Sunday, May 4, 2008

March of the $5.88 Schwinns


These beauties come to us courtesy of Alf Fickensher of Davenport, Iowa. Ignore the Image numbers and look at the bikes clockwise. You'll figure it out.

Alf restores and sells these classics. And while some of the prices my run a bit more than his $5.88 "minimum," they are a hell of a lot cheaper than an imported Dutch bike.

IMG 8520a:
is a 1978 Sky Blue SPEEDSTER just sold this week.

Caddy Bike No 1:
is a 1980 Chestnut SUBURBAN, a bike I keep as a personal rider because it is so nice. A 5-spd with an old Shimano FrontFreewheel system and a POSITRON II derailer. Gimmicky stuff that dates the bike but for a city bike, the stuff makes for a nice rider.

Eliza Doolittle 01:
is a 1977 Flamingo SUBURBAN sold a month ago. Her story can be read at
<< >>

is a 1967 bike sold by Holiday Stores gas stations across the northern tier of States as a Christmas promotional. It is a Sturmey Archer 3-spd and I categorize it as a copy-cat of the English imports of the period. I am keeping it as a personal rider because being a gas station bike, it is pretty unique. And besides, it does ride nice, kinda like a Raleigh.

IMG 7496a:
is a 1974 Lime Green VARSITY which, just for the heck of it, I fitted out with Shimano ULTEGRA deraillers and crankset jewelry. I rode it a bit last summer but don't really care for it. It could be for sale but seriously, the Shimano jewelry is worth more individually than the complete bike as a package. Guess I'm just not a derailler guy, comfortized-bike or not.

IMG 7889:
is a pic of a satisfied customer and her 1980 Cardinal Red COLLEGIATE SPORT-10 which she bought from me last September. Just a month ago after she test rode Eliza Doolittle, the lady liked the FF system and POSITRON II derail so much that she had me convert this 10-speed to a 5-speed with those two old Shimano gimmicky items. The lady is an academic and does her daily 5-mile each-way commute on this bike.

IMG 8455:
is a 1980 Sky Blue COLLEGIATE-3 which sold two weeks ago. Sturmey Archer 3-speed AW hub which I installed in place of the Sturmey Archer 3-spd coaster brake hub original to the bike. The S/A coasters aren't the most reliable and I didn't want to place a piece of touchy machinery into the care of a yuppy single woman with no sense of things mechanical. Better to give her a bomb proof AW hub. I had to also install the rear caliper brake and right lever after removing the coaster brake.
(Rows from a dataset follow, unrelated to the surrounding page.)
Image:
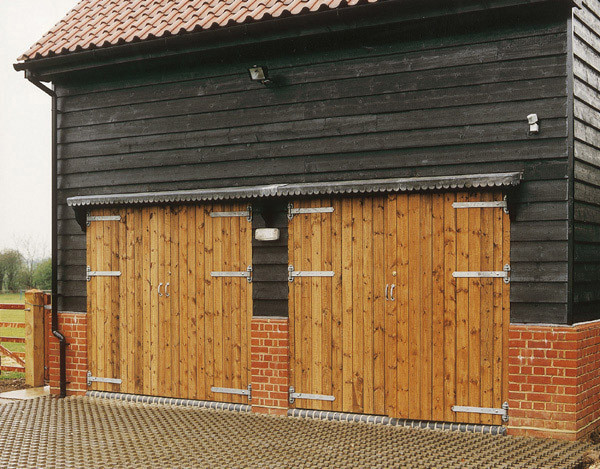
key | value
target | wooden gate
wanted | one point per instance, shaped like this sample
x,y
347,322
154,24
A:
x,y
392,332
168,322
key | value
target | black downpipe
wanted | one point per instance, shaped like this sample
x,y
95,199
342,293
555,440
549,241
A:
x,y
61,338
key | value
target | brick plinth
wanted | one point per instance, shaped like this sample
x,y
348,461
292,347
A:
x,y
74,327
269,355
554,380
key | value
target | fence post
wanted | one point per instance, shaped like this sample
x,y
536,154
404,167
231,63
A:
x,y
34,338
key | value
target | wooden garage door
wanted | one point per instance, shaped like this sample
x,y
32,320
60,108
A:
x,y
414,351
166,326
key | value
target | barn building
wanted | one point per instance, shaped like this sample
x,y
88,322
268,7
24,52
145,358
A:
x,y
386,208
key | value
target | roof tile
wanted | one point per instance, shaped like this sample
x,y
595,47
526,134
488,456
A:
x,y
103,23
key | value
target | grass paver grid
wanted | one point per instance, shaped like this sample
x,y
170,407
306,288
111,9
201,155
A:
x,y
92,432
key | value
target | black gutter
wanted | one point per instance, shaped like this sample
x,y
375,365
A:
x,y
61,338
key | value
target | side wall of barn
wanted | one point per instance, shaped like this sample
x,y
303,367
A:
x,y
586,106
440,97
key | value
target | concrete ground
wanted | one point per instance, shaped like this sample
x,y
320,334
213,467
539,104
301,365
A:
x,y
91,432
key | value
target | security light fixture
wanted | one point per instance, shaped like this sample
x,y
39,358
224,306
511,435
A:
x,y
259,73
266,234
534,126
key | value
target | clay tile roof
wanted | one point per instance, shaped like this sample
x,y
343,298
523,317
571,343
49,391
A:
x,y
103,23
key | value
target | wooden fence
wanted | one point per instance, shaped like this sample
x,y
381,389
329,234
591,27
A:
x,y
18,357
37,350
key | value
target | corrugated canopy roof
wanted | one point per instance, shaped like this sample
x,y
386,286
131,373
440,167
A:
x,y
304,189
102,23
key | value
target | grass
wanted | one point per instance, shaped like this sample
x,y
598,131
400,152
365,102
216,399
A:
x,y
12,315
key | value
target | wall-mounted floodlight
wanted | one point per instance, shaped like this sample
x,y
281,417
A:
x,y
259,73
534,126
266,234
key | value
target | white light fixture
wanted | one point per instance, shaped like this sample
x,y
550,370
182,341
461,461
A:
x,y
534,126
259,73
266,234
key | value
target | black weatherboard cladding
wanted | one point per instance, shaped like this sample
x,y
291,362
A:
x,y
586,89
430,98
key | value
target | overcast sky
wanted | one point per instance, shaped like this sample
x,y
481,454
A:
x,y
25,119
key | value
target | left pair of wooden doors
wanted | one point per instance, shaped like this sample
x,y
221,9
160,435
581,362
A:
x,y
160,318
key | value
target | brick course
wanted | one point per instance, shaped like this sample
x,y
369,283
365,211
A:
x,y
554,380
73,326
269,350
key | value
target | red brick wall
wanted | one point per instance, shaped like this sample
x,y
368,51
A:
x,y
269,361
73,326
554,380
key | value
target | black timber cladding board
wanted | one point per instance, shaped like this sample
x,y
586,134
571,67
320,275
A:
x,y
586,90
431,101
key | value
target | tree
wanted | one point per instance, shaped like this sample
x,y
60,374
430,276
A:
x,y
11,263
42,275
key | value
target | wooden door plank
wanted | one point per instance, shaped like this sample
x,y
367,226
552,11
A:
x,y
124,294
184,365
200,302
450,311
326,223
192,313
367,316
357,308
306,380
227,286
347,301
219,376
498,358
426,306
209,302
245,315
160,318
316,313
462,305
175,321
337,379
93,240
474,309
505,305
235,307
103,302
401,305
167,321
379,313
154,305
140,281
439,285
486,309
414,304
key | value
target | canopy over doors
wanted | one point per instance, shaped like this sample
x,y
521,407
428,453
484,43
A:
x,y
384,318
170,308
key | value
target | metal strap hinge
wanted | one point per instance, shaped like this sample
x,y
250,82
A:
x,y
485,274
101,273
297,211
247,214
484,204
308,273
240,392
293,395
91,218
247,273
484,410
91,379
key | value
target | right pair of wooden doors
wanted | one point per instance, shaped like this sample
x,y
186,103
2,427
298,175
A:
x,y
378,322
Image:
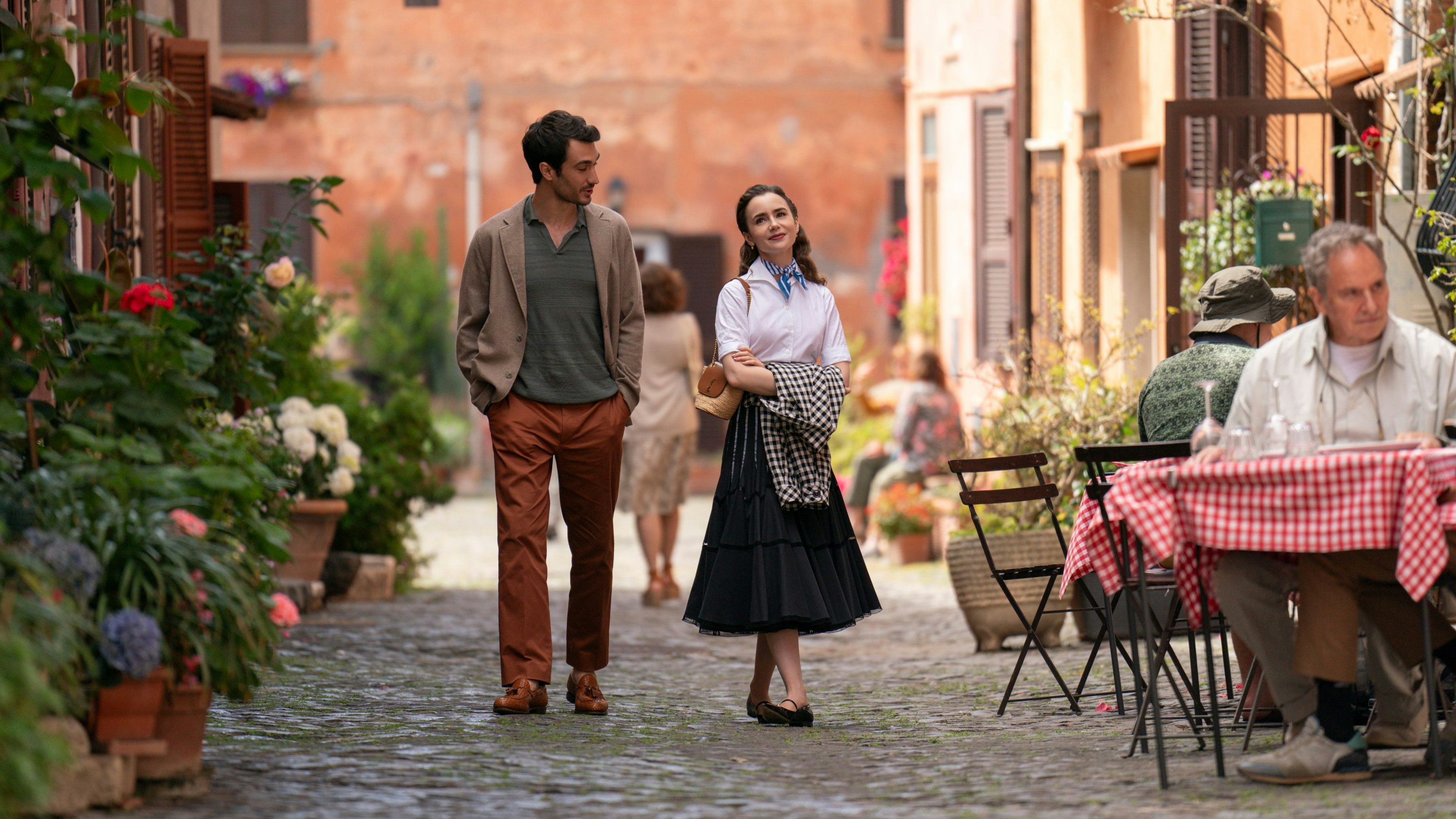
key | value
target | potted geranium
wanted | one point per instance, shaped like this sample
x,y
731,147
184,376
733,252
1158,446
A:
x,y
905,516
324,476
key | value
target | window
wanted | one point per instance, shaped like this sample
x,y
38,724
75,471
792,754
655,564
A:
x,y
266,22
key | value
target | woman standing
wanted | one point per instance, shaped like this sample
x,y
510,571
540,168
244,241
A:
x,y
765,570
657,449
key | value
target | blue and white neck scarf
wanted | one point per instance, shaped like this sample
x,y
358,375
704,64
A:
x,y
787,276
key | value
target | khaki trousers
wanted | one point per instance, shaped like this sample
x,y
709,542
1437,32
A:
x,y
586,444
1334,589
1254,591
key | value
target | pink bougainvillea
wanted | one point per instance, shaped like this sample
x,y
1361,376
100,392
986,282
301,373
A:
x,y
188,524
142,296
896,250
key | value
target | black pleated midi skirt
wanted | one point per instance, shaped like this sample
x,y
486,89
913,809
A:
x,y
765,569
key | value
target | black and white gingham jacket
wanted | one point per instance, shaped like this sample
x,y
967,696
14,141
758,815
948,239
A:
x,y
796,432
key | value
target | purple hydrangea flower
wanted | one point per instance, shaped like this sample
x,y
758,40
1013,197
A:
x,y
131,643
75,566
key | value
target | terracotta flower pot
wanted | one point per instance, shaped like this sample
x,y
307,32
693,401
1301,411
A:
x,y
312,525
127,710
910,548
182,722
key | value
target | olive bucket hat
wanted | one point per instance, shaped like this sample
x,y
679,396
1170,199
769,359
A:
x,y
1240,295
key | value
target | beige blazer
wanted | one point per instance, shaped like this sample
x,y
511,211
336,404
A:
x,y
491,337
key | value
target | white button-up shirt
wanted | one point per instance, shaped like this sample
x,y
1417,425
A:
x,y
1410,387
803,328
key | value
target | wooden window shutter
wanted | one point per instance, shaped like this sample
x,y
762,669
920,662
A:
x,y
995,266
182,157
1046,228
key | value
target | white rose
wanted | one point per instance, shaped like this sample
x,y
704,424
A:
x,y
301,442
296,404
350,457
280,275
341,483
332,423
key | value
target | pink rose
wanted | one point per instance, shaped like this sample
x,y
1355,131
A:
x,y
188,524
284,614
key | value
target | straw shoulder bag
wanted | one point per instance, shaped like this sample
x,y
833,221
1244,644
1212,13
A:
x,y
714,394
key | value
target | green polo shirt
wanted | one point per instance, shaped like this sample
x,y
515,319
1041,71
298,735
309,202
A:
x,y
565,356
1171,403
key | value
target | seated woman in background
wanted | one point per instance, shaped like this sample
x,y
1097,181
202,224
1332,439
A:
x,y
925,435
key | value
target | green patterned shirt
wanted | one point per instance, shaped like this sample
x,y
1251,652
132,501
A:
x,y
1171,403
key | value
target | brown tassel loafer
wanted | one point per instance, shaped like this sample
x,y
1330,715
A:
x,y
586,696
522,698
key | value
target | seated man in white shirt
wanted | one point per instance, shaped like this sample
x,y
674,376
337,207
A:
x,y
1356,374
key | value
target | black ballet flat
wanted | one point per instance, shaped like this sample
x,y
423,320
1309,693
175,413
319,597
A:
x,y
771,715
755,709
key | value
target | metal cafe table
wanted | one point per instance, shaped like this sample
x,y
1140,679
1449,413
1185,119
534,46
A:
x,y
1321,503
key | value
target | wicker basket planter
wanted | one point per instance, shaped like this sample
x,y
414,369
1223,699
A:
x,y
985,607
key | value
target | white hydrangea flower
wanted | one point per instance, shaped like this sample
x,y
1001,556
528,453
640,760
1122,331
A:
x,y
341,483
350,457
296,404
331,423
301,442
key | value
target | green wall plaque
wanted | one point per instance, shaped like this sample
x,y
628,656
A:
x,y
1280,231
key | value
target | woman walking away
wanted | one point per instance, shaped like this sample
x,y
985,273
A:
x,y
779,557
660,444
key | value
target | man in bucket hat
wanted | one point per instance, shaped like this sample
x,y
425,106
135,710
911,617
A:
x,y
1238,307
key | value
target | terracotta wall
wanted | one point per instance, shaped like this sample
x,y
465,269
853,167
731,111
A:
x,y
695,101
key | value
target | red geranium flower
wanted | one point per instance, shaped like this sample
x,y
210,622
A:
x,y
143,296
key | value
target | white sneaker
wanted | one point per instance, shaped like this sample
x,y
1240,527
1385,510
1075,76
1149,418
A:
x,y
1311,758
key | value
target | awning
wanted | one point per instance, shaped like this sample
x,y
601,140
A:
x,y
1122,155
233,106
1395,79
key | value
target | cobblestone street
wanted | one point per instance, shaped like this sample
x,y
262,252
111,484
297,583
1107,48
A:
x,y
385,710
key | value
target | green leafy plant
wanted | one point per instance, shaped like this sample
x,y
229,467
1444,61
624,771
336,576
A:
x,y
398,481
1065,400
404,314
1227,237
233,299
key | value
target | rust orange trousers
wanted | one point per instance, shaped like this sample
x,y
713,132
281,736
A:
x,y
586,442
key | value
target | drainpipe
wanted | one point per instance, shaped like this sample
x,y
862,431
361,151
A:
x,y
472,220
1021,231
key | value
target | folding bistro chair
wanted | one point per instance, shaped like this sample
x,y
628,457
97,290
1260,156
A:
x,y
1043,492
1158,631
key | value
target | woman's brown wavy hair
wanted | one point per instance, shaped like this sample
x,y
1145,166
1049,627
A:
x,y
801,244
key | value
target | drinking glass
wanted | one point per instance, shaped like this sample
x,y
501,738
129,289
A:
x,y
1209,432
1276,432
1301,440
1240,445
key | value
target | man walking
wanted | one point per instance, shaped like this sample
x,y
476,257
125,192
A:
x,y
551,341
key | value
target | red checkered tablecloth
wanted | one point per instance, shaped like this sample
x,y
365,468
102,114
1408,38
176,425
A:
x,y
1373,500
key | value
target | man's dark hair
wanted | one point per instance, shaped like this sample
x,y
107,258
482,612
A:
x,y
548,138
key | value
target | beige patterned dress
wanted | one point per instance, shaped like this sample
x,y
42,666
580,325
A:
x,y
659,448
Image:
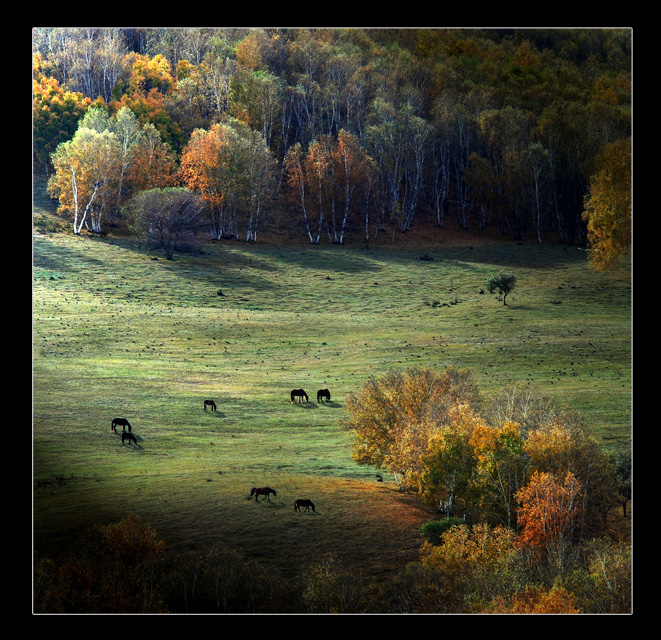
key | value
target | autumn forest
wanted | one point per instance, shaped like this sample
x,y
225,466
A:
x,y
209,202
355,130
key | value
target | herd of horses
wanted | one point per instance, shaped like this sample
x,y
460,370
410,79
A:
x,y
299,504
300,393
322,394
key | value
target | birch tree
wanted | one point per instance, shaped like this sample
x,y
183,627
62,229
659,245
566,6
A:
x,y
86,176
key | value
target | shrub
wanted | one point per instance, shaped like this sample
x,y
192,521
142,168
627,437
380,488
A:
x,y
433,530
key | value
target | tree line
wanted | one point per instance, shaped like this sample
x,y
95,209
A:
x,y
338,130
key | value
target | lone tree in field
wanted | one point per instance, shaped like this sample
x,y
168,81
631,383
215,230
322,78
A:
x,y
503,283
166,216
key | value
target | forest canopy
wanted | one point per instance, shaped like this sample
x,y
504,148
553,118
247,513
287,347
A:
x,y
341,131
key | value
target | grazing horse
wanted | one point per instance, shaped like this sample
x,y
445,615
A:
x,y
262,491
123,422
128,436
303,503
300,394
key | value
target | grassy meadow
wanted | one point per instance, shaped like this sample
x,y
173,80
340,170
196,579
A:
x,y
120,331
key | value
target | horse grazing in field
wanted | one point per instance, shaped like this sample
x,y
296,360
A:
x,y
298,393
120,422
128,436
303,503
262,491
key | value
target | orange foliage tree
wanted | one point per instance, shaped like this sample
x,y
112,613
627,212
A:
x,y
550,519
55,113
393,417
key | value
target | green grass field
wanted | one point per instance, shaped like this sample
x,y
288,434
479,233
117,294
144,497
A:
x,y
120,331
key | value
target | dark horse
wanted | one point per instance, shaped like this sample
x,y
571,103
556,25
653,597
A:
x,y
117,422
128,436
262,491
300,394
303,503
Here's Alf on what it all means:

Dear Gordon,
Just found your blog tonight and within the first few minutes reading I encounter yet another Ode-to-the-Dutch-Bike (Apr 3, "SENSIBLE BIKES". Seems like every one of the bike-fashion / fashion-on-bikes / chic / etc blogs are doing it.
OK, Dutch bikes're maybe nice and certainly it's maybe neat to buy something new (here) and trendy.
I submit though that old Schwinns are a much better fit for the American commuting and city-bike scene.
1) They're ubiquitous and cheap. Every thrift store in every metro gets maybe 50 of them per year. Here in the Iowa/Illinois Quad Cities' 7 thrift stores they are priced between $5.38 (don't ask me - that 38-cents thing is unique to Goodwill nationwide apparently) and on up to, but never higher than, around $25.
2) With a disassembly, cleanup, lubing, and new rubber/cabling/chain, they'll likely be good for another 28-44 years. Those are the ages of the youngest and the oldest of the twenty-some Schwinns that I refurbed this past year.
3) They are city-riding-comfortable. Fenders, upright handlebars, and really comfy old mattress seats are on every Schwinn I put out, even the ones that originally came set up as roadies. I mostly prefer the 3-spd internal Sturmey Archer hub bikes altho I have put out a few 5-spd derailler bikes, two 10-spds, and converted four 10-spds to different gearing/drive set ups.
4) They can be _very_ chic. Please look at <> and scroll backward to April 4th "Flamingo Floozie" or <> to see some photos and a narrative about one such Schwinn I recently finished.
So anyway, it's my opinion that the ideal bikes for putting Americans back onto bikes for urban riding are here, right under our noses and we're perhaps too snobbish to see them.